In November 2002, she took a friend suffering from late stage AIDS to Paris' Pitié-Salpêtrière Hospital for treatment. In 2004, she joined the French transgender activist group Prévention action santé travail pour les transgenres (PASTT)—which had helped protect her friend's access to treatment—and helped coordinate their temporary housing services. After moving back and forth between Italy and France and serving time in an Italian prison for lacking legal immigration status, she decided to permanently relocate to Paris in 2005. In 2006, she resigned from her coordinator position at PASTT (though she stayed on as a volunteer), citing concerns that they didn't provide enough support to help women find alternatives to sex work.

In July 2010, Rincon quit sex work and founded her own organization, Acceptess-T, to support transgender people, migrants, sex workers, and HIV-positive people. The central goal of the organization was to build up the autonomy of vulnerable trans women by helping them find financial resources, learn French (including French administrative jargon), and enforce their fundamental rights such as access to care, work, asylum, and sports activities. A year later, the association had 180 members, 90% of whom were transgender.

== Advocacy ==
Rincon advocated against France's 2016 law outlawing the solicitation of prostitution, which she warned would further isolate sex workers and put them in greater personal danger.
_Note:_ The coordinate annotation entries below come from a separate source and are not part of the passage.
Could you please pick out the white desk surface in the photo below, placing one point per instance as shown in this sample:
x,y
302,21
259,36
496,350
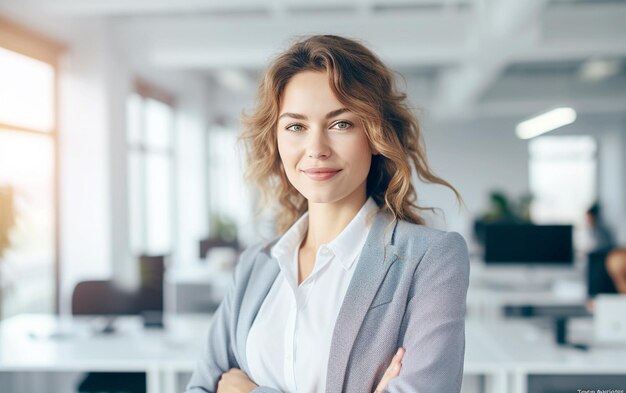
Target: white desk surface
x,y
490,347
25,345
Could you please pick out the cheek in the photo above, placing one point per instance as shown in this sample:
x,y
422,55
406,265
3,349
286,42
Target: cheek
x,y
287,154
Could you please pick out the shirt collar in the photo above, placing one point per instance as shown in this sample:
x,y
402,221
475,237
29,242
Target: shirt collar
x,y
348,245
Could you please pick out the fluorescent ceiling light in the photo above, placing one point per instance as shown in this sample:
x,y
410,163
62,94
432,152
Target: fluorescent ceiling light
x,y
545,122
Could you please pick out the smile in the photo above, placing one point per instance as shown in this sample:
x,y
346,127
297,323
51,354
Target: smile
x,y
321,174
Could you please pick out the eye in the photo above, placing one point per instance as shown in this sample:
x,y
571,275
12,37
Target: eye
x,y
342,125
295,127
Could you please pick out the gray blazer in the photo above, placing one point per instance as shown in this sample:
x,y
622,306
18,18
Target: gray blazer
x,y
408,289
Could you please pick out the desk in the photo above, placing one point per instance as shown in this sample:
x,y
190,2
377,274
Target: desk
x,y
523,349
501,354
25,347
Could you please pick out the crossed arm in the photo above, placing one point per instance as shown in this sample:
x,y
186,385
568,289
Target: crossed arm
x,y
433,327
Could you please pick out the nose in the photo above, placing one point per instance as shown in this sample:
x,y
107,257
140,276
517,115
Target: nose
x,y
317,146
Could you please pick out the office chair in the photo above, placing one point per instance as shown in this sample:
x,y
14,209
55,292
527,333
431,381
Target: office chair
x,y
211,242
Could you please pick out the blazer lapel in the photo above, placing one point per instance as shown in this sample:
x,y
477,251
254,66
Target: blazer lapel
x,y
263,275
377,256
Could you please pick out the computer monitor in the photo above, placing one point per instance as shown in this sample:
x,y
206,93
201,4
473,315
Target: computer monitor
x,y
528,244
106,298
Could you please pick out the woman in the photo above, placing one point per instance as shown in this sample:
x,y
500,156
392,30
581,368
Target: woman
x,y
356,295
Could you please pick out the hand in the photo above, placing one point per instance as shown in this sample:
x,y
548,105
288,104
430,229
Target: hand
x,y
235,381
392,371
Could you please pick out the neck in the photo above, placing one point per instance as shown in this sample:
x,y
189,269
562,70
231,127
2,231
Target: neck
x,y
328,220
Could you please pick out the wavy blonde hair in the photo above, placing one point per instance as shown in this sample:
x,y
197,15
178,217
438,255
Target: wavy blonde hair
x,y
367,87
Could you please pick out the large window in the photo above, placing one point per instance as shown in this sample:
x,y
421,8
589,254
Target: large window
x,y
28,172
562,178
150,174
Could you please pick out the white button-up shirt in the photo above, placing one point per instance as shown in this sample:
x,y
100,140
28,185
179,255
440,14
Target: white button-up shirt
x,y
289,342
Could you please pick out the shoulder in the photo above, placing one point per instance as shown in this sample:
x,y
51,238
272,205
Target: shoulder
x,y
417,239
250,255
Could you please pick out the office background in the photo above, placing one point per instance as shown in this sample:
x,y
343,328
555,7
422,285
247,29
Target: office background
x,y
119,120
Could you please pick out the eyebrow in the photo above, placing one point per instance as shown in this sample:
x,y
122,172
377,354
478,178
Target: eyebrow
x,y
302,117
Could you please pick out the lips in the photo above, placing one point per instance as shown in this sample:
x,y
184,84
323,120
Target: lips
x,y
320,174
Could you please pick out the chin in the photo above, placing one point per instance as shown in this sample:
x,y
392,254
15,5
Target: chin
x,y
321,197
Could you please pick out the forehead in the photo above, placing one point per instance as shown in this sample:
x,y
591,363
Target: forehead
x,y
309,91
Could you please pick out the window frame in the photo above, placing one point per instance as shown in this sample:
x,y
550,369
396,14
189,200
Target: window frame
x,y
146,90
24,41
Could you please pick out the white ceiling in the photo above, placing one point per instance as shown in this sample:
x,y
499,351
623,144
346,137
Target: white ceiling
x,y
461,58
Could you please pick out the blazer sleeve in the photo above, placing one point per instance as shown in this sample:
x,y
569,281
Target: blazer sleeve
x,y
434,321
217,356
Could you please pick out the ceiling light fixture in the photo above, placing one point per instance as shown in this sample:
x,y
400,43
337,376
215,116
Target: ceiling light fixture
x,y
545,122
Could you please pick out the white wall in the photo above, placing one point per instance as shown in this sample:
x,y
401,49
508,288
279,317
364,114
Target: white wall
x,y
85,162
191,132
476,158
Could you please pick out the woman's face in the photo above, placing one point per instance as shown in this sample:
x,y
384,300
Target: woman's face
x,y
322,145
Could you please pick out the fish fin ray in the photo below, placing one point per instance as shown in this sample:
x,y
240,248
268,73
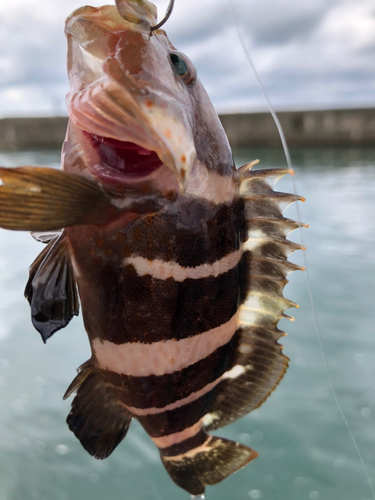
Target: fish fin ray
x,y
258,367
259,363
97,418
42,199
267,249
51,289
217,460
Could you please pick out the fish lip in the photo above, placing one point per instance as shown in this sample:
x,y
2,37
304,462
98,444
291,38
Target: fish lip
x,y
122,160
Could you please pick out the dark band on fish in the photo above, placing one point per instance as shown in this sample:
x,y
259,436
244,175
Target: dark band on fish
x,y
185,446
183,309
177,237
126,310
154,391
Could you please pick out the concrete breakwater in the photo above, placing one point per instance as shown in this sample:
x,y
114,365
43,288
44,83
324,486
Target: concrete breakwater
x,y
340,127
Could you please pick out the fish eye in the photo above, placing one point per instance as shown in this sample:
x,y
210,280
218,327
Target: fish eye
x,y
182,68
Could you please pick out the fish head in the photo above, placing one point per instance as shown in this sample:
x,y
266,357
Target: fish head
x,y
138,112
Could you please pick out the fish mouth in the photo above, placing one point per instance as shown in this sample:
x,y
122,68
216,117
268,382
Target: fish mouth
x,y
123,158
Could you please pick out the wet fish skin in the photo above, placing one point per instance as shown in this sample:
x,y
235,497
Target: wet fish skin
x,y
180,267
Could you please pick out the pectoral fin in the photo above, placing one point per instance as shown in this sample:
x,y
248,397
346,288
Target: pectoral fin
x,y
51,289
45,199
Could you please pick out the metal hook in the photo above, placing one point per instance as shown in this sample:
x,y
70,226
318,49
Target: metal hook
x,y
166,17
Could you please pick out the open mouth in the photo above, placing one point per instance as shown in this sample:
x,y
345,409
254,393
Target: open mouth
x,y
126,158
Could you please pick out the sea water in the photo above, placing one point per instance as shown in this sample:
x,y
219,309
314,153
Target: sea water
x,y
304,448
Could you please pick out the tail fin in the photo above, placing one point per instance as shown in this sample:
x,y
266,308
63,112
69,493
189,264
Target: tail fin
x,y
209,464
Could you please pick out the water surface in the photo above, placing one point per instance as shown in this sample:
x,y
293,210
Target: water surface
x,y
304,448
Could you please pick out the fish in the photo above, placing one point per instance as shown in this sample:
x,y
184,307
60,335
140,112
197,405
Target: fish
x,y
177,259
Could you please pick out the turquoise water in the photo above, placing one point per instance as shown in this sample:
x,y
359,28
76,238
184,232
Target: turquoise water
x,y
304,448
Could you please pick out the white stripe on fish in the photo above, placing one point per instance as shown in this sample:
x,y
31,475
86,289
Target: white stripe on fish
x,y
161,358
236,371
177,437
162,270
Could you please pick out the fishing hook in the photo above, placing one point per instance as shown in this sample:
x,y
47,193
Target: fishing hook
x,y
166,17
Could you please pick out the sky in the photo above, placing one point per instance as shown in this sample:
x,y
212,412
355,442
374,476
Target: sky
x,y
309,53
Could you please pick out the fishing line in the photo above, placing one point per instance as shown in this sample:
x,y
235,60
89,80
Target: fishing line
x,y
243,40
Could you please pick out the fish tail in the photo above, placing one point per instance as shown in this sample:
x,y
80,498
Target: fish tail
x,y
207,464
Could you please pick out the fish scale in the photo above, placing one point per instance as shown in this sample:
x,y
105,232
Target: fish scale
x,y
180,265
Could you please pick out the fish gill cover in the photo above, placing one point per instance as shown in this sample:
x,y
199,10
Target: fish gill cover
x,y
180,260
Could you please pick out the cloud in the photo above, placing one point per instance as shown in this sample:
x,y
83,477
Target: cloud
x,y
308,53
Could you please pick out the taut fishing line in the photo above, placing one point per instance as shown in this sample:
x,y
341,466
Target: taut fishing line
x,y
244,43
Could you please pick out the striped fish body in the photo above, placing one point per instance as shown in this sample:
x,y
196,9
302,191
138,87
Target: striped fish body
x,y
160,302
180,259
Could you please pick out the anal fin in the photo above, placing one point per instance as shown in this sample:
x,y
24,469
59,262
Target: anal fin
x,y
258,368
97,418
209,464
51,289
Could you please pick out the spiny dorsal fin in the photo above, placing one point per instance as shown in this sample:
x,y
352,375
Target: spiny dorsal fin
x,y
97,418
51,289
259,364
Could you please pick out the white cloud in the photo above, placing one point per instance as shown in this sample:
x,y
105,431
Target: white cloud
x,y
307,53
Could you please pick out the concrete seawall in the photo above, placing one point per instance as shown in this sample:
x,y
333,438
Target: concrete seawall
x,y
341,127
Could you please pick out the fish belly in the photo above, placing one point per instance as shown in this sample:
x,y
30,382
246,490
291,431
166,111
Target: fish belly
x,y
160,303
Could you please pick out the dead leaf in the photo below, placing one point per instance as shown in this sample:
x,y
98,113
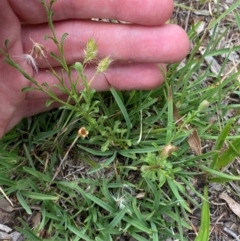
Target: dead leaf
x,y
194,140
234,206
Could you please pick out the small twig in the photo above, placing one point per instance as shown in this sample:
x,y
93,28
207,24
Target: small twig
x,y
62,161
231,233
She held the law to be "100% responsible" for the murders of Vanesa Campos and Jessyca Sarmiento in 2018 and 2020, respectively, and condemned the French government's subsequent inaction.

She has called for the French state to make changes to one's legal gender freely available as a first step of one's gender transition, rather than conditioning it on already having completed one's transition.

== Personal life ==
Rincon's family have reconciled with her, and she periodically travels to Colombia to visit them.